In short, there is no cap to cut parts and cost, because mostly the board can work without it.
It slightly depends on which exact 78M05 that is and which manufacturer datasheet you are reading.
Even if the 78M05 is a bit special and is said to work without any bypass caps, it means only when conditions are right. Datasheets say that the device is stable without bypass caps, but it literally means nothing if the environment is uncontrolled.
The datasheets still say the input bypass capacitor is recommended or even mandatory, if there is no other capacitance at all, or if there is a long wiring from regulator to the next capacitor, and that "long" basically is said to be 4 inches, which is not that long.
The datasheets do say the output cap can be omitted, but even that requires that the load has no large changes in current.
Well, the MCU is a changing load. It virtually draws no DC current and if MCU runs on a 8 MHz clock then it draws current in 8 MHz spikes, so obviously even per the datasheet the output cap cannot be omitted in this case.
So fortunately the LDO has output bypass caps.
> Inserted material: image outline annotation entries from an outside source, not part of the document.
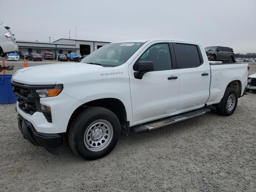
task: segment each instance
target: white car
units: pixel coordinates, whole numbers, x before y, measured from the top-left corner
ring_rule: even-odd
[[[18,127],[52,153],[66,138],[75,154],[95,159],[114,149],[121,131],[151,131],[204,114],[212,105],[231,115],[247,85],[248,66],[209,62],[191,42],[110,43],[80,62],[14,74]]]
[[[18,61],[20,60],[20,56],[16,53],[11,53],[8,54],[8,61]]]
[[[0,56],[4,57],[7,53],[18,51],[16,38],[10,29],[0,25]]]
And your LD1117 design should have both input and output caps. A capacitor can be omitted if some other capacitors are nearby and can be shared.
So this DesignSpark board is just copying a design that has bare minimum of components for making it work.
But please note that the design is rather dangerous in many ways. If you provide it with external 7V supply and let the regulator provide 5V to the MCU, please note that the board must not be connected with PC through the USB connector.
The board will feed supply current into PC via USB, the diode is drawn the wrong way. If the PC is turned off, it tries to force feed 5V supply into PC, and it might fry a fuse or something else in the PC.
Same thing with the 5V MCU communicating with 3.3V USB data lines protected only by zeners and series resistors. That is living dangerously, one slight mishap and you risk shorting 5V to USB data pins.
But such are hobbyist circuits, bad designs become popular and copied around with no criticism, and users have no clue how careful they should be with a design. I mean, same carefulness should be used if you found an USB stick from a parking lot, you must consider if you trust it so much you will plug it into your PC.